この秋最初の霜が降りた。こうなってくると、山の木々も、風が吹けば雨のように葉っぱを散らす木々も増えて来る。もっとも、まだまだ紅葉というよりも緑を湛えた木々の方がずっと多いが。山の道路には落ち葉が降り積もり、道の両側に溜まって来る。近隣の畑をやっている方々が、それらの葉っぱを袋に詰めて持っていく。考えてみれば、こういった方々は、自分の畑の為とはいえ、道路に積もる葉っぱを掃除してくれているという側面もある。もちろん本人は道路清掃のボランティアをやってるわけでも、そのつもりもないだろう。あくまでも自己の利益のためにやっていると言えばその通りだ。
でも、いざそういった方々がいなくなり、道路に葉っぱが積もる一方になってしまうと、誰かが掃除をしないと通行不能になってしまう。最後の最後は行政が税金を使って掃除をすることになるかもしれないが。

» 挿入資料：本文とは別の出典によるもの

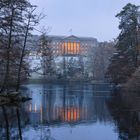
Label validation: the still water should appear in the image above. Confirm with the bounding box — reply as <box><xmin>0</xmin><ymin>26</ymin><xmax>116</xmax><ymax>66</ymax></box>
<box><xmin>0</xmin><ymin>84</ymin><xmax>140</xmax><ymax>140</ymax></box>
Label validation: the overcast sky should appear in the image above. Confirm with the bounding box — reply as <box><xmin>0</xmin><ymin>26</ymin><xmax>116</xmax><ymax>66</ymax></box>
<box><xmin>30</xmin><ymin>0</ymin><xmax>140</xmax><ymax>41</ymax></box>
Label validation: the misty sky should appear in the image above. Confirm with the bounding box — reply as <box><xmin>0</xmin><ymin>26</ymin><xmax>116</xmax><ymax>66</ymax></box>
<box><xmin>30</xmin><ymin>0</ymin><xmax>140</xmax><ymax>41</ymax></box>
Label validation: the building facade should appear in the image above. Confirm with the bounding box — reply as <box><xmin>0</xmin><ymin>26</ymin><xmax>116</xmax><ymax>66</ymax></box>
<box><xmin>29</xmin><ymin>35</ymin><xmax>99</xmax><ymax>79</ymax></box>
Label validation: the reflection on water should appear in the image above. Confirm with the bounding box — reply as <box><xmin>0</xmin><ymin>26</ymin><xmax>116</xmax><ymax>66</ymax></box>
<box><xmin>0</xmin><ymin>84</ymin><xmax>118</xmax><ymax>140</ymax></box>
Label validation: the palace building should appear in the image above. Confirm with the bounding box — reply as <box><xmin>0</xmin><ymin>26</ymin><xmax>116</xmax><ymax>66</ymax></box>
<box><xmin>29</xmin><ymin>35</ymin><xmax>99</xmax><ymax>79</ymax></box>
<box><xmin>45</xmin><ymin>35</ymin><xmax>98</xmax><ymax>57</ymax></box>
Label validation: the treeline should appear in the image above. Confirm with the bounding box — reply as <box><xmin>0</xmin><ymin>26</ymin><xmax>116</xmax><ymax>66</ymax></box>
<box><xmin>106</xmin><ymin>3</ymin><xmax>140</xmax><ymax>85</ymax></box>
<box><xmin>0</xmin><ymin>0</ymin><xmax>42</xmax><ymax>93</ymax></box>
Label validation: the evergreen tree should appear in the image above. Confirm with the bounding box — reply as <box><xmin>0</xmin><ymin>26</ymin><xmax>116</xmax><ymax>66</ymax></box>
<box><xmin>107</xmin><ymin>3</ymin><xmax>140</xmax><ymax>84</ymax></box>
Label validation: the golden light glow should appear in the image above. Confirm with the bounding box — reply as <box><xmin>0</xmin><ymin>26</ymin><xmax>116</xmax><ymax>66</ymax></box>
<box><xmin>61</xmin><ymin>42</ymin><xmax>80</xmax><ymax>54</ymax></box>
<box><xmin>34</xmin><ymin>104</ymin><xmax>37</xmax><ymax>112</ymax></box>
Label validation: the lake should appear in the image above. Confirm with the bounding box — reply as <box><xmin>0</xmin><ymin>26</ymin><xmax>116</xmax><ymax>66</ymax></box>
<box><xmin>0</xmin><ymin>83</ymin><xmax>140</xmax><ymax>140</ymax></box>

そう考えれば、山里に畑をやる人々がいて、堆肥を作るために葉っぱを収集する人々がいると言う状態は、世の中全体を考えてみても、誰も損をしない有難い状態と言える。
よく、日本の農業は山間地に畑があり、大規模化が出来なくて非効率だから意味が無い、という意見がある。でも、山の畑が、山の暮らし、山の環境を維持している側面がある事は、強調してもいいだろう。

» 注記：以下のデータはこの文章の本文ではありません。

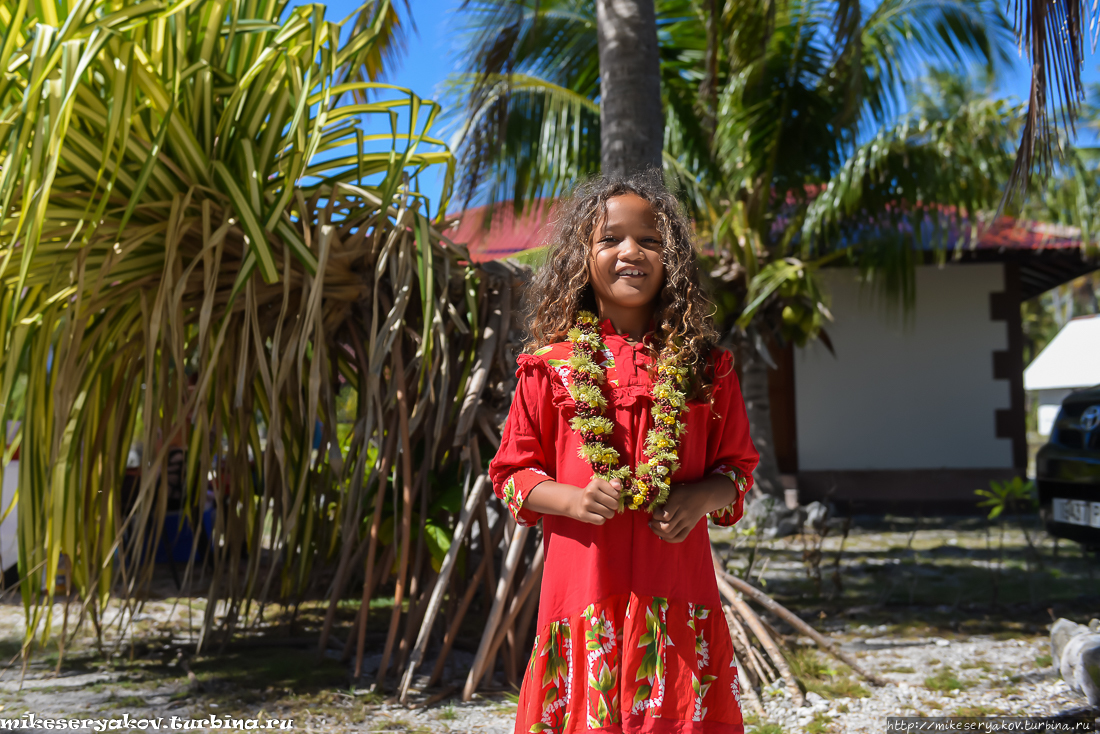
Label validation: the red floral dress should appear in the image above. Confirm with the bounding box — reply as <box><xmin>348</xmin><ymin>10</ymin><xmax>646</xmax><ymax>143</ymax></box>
<box><xmin>490</xmin><ymin>319</ymin><xmax>758</xmax><ymax>734</ymax></box>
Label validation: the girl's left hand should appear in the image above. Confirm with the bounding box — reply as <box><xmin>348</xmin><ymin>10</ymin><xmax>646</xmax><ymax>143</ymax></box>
<box><xmin>649</xmin><ymin>485</ymin><xmax>707</xmax><ymax>543</ymax></box>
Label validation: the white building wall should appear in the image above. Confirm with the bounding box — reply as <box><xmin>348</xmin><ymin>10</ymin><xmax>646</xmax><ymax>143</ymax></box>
<box><xmin>794</xmin><ymin>263</ymin><xmax>1012</xmax><ymax>471</ymax></box>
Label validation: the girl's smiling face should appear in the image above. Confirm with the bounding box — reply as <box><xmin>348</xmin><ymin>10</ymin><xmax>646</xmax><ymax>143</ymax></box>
<box><xmin>589</xmin><ymin>194</ymin><xmax>664</xmax><ymax>316</ymax></box>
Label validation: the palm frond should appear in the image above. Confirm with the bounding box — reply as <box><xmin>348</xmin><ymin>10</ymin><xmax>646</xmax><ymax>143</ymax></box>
<box><xmin>0</xmin><ymin>0</ymin><xmax>499</xmax><ymax>664</ymax></box>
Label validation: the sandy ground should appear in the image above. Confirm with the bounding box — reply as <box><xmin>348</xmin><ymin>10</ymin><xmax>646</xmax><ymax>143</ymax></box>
<box><xmin>0</xmin><ymin>518</ymin><xmax>1100</xmax><ymax>734</ymax></box>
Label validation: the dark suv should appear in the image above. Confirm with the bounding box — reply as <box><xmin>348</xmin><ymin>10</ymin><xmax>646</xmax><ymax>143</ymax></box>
<box><xmin>1035</xmin><ymin>385</ymin><xmax>1100</xmax><ymax>548</ymax></box>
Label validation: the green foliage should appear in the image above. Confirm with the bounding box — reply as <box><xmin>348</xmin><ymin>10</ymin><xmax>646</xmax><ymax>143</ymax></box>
<box><xmin>806</xmin><ymin>711</ymin><xmax>833</xmax><ymax>734</ymax></box>
<box><xmin>0</xmin><ymin>0</ymin><xmax>486</xmax><ymax>646</ymax></box>
<box><xmin>785</xmin><ymin>647</ymin><xmax>870</xmax><ymax>699</ymax></box>
<box><xmin>924</xmin><ymin>666</ymin><xmax>971</xmax><ymax>691</ymax></box>
<box><xmin>974</xmin><ymin>476</ymin><xmax>1038</xmax><ymax>519</ymax></box>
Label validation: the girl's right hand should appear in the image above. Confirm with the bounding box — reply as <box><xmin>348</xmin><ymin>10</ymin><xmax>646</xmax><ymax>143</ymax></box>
<box><xmin>570</xmin><ymin>476</ymin><xmax>623</xmax><ymax>525</ymax></box>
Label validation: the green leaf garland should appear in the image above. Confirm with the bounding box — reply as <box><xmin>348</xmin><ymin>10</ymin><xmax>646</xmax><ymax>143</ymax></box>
<box><xmin>567</xmin><ymin>311</ymin><xmax>688</xmax><ymax>513</ymax></box>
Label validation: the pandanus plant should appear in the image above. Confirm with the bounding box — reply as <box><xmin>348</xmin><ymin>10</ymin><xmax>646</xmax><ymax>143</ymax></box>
<box><xmin>0</xmin><ymin>0</ymin><xmax>514</xmax><ymax>677</ymax></box>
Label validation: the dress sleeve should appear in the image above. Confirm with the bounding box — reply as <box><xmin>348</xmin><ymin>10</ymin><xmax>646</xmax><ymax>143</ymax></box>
<box><xmin>705</xmin><ymin>350</ymin><xmax>760</xmax><ymax>527</ymax></box>
<box><xmin>488</xmin><ymin>354</ymin><xmax>557</xmax><ymax>526</ymax></box>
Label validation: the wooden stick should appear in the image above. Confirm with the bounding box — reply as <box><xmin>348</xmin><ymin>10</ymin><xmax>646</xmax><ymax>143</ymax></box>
<box><xmin>730</xmin><ymin>596</ymin><xmax>806</xmax><ymax>709</ymax></box>
<box><xmin>462</xmin><ymin>525</ymin><xmax>531</xmax><ymax>701</ymax></box>
<box><xmin>397</xmin><ymin>474</ymin><xmax>490</xmax><ymax>703</ymax></box>
<box><xmin>425</xmin><ymin>548</ymin><xmax>492</xmax><ymax>688</ymax></box>
<box><xmin>374</xmin><ymin>341</ymin><xmax>413</xmax><ymax>691</ymax></box>
<box><xmin>718</xmin><ymin>570</ymin><xmax>890</xmax><ymax>686</ymax></box>
<box><xmin>482</xmin><ymin>544</ymin><xmax>543</xmax><ymax>683</ymax></box>
<box><xmin>723</xmin><ymin>606</ymin><xmax>768</xmax><ymax>719</ymax></box>
<box><xmin>477</xmin><ymin>504</ymin><xmax>505</xmax><ymax>599</ymax></box>
<box><xmin>722</xmin><ymin>604</ymin><xmax>768</xmax><ymax>719</ymax></box>
<box><xmin>354</xmin><ymin>432</ymin><xmax>397</xmax><ymax>680</ymax></box>
<box><xmin>722</xmin><ymin>604</ymin><xmax>768</xmax><ymax>686</ymax></box>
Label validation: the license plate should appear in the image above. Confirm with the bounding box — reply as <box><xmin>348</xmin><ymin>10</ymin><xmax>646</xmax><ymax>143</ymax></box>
<box><xmin>1053</xmin><ymin>497</ymin><xmax>1100</xmax><ymax>527</ymax></box>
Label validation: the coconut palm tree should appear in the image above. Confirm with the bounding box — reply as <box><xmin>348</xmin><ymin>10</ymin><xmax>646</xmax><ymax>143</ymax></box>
<box><xmin>596</xmin><ymin>0</ymin><xmax>663</xmax><ymax>175</ymax></box>
<box><xmin>0</xmin><ymin>0</ymin><xmax>514</xmax><ymax>671</ymax></box>
<box><xmin>446</xmin><ymin>0</ymin><xmax>1008</xmax><ymax>494</ymax></box>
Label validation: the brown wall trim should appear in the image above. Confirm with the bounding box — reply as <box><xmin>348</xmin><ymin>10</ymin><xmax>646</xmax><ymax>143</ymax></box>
<box><xmin>799</xmin><ymin>468</ymin><xmax>1018</xmax><ymax>505</ymax></box>
<box><xmin>989</xmin><ymin>262</ymin><xmax>1027</xmax><ymax>471</ymax></box>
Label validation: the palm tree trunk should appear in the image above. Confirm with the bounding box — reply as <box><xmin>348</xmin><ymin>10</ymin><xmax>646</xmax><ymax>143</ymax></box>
<box><xmin>596</xmin><ymin>0</ymin><xmax>664</xmax><ymax>176</ymax></box>
<box><xmin>738</xmin><ymin>339</ymin><xmax>783</xmax><ymax>500</ymax></box>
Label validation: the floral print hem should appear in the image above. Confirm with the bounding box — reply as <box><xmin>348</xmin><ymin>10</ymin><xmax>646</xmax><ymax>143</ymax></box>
<box><xmin>516</xmin><ymin>593</ymin><xmax>745</xmax><ymax>734</ymax></box>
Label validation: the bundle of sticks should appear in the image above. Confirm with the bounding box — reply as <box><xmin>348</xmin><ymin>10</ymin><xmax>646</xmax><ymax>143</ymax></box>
<box><xmin>711</xmin><ymin>548</ymin><xmax>887</xmax><ymax>719</ymax></box>
<box><xmin>385</xmin><ymin>475</ymin><xmax>887</xmax><ymax>716</ymax></box>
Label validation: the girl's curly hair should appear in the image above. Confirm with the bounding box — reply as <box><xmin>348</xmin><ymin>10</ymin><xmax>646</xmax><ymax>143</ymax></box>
<box><xmin>524</xmin><ymin>168</ymin><xmax>718</xmax><ymax>397</ymax></box>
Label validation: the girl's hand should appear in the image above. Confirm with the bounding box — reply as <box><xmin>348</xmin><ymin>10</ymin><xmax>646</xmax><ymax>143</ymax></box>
<box><xmin>569</xmin><ymin>476</ymin><xmax>623</xmax><ymax>525</ymax></box>
<box><xmin>649</xmin><ymin>474</ymin><xmax>737</xmax><ymax>543</ymax></box>
<box><xmin>649</xmin><ymin>485</ymin><xmax>707</xmax><ymax>543</ymax></box>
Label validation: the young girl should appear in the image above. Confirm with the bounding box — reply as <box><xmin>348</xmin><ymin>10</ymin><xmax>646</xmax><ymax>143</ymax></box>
<box><xmin>490</xmin><ymin>173</ymin><xmax>757</xmax><ymax>734</ymax></box>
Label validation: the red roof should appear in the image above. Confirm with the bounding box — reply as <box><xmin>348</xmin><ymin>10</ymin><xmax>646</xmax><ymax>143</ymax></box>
<box><xmin>444</xmin><ymin>199</ymin><xmax>553</xmax><ymax>263</ymax></box>
<box><xmin>446</xmin><ymin>199</ymin><xmax>1080</xmax><ymax>262</ymax></box>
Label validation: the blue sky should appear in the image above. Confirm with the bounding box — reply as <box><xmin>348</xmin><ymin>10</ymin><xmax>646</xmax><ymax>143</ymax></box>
<box><xmin>308</xmin><ymin>0</ymin><xmax>1100</xmax><ymax>212</ymax></box>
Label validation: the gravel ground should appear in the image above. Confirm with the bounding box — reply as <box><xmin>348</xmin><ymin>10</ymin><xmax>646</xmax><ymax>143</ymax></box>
<box><xmin>0</xmin><ymin>521</ymin><xmax>1100</xmax><ymax>734</ymax></box>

これまでこの日記で、最近ニュースを騒がせている熊の猖獗について書いてきたけれど、それまで山里に獣が降りてこなかったのは、獣たちをそう仕向けるような、山里の文化があったからだ。そんな山里の文化が失われれば、当然、獣たちも自由に活動範囲を広げるために里に降りて来る。

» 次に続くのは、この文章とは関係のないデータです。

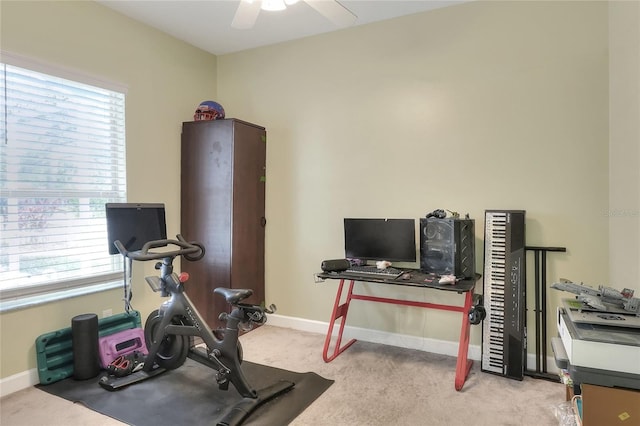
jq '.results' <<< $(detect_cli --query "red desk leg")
[456,289,473,391]
[322,279,356,362]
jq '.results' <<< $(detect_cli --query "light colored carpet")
[0,325,565,426]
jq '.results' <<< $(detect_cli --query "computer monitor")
[344,218,416,262]
[105,203,167,254]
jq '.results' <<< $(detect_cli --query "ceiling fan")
[231,0,357,29]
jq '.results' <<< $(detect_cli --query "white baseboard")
[268,314,559,374]
[0,368,40,398]
[0,314,558,397]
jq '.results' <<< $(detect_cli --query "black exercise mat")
[38,359,333,426]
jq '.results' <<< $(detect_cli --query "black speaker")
[71,314,100,380]
[420,217,475,278]
[320,259,351,272]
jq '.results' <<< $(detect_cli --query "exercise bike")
[99,234,295,426]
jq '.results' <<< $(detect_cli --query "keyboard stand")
[316,271,480,391]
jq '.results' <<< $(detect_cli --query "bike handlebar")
[113,234,204,262]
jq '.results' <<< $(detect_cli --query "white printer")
[551,299,640,389]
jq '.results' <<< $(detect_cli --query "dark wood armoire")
[180,118,266,328]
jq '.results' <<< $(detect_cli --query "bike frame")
[143,257,257,398]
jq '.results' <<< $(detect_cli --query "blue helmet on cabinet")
[193,101,224,121]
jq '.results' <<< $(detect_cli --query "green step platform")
[36,311,142,385]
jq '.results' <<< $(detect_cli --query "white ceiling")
[97,0,464,55]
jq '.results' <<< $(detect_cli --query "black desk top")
[316,268,480,293]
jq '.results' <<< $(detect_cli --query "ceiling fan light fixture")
[262,0,287,11]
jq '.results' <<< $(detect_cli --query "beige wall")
[218,2,609,344]
[0,2,640,386]
[0,1,216,378]
[607,1,640,286]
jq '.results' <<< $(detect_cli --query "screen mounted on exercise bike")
[105,203,167,254]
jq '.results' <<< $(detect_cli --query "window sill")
[0,280,122,314]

この頃、この現象には、平成の市町村合併も影響しているんじゃないかなぁと思うようになった。山里の小規模な自治体はまとめられ、都市部の市町村に吸収されるようにして消えていく。そりゃあ、合併前は、「合併後も変わらない行政サービスを維持する」とは言うけれど、山里で起こっている問題について、なかなかその声が、行政に届く距離は遠くなった。それは合併前に比べて、遠くなることはあっても近くなることは無かった。
山里の住人は、ずいぶん前から、「山の獣が里に降りて来るようになった」「とくに近頃は平然と昼間でも山里をうろつくようになった」「農作物の被害が酷くなり、農業を続けることも困難になってきた」と陳情しても、やはり行政の中心部は山里から離れた都市部にあるので、山里の危機感からは遠く離れていた。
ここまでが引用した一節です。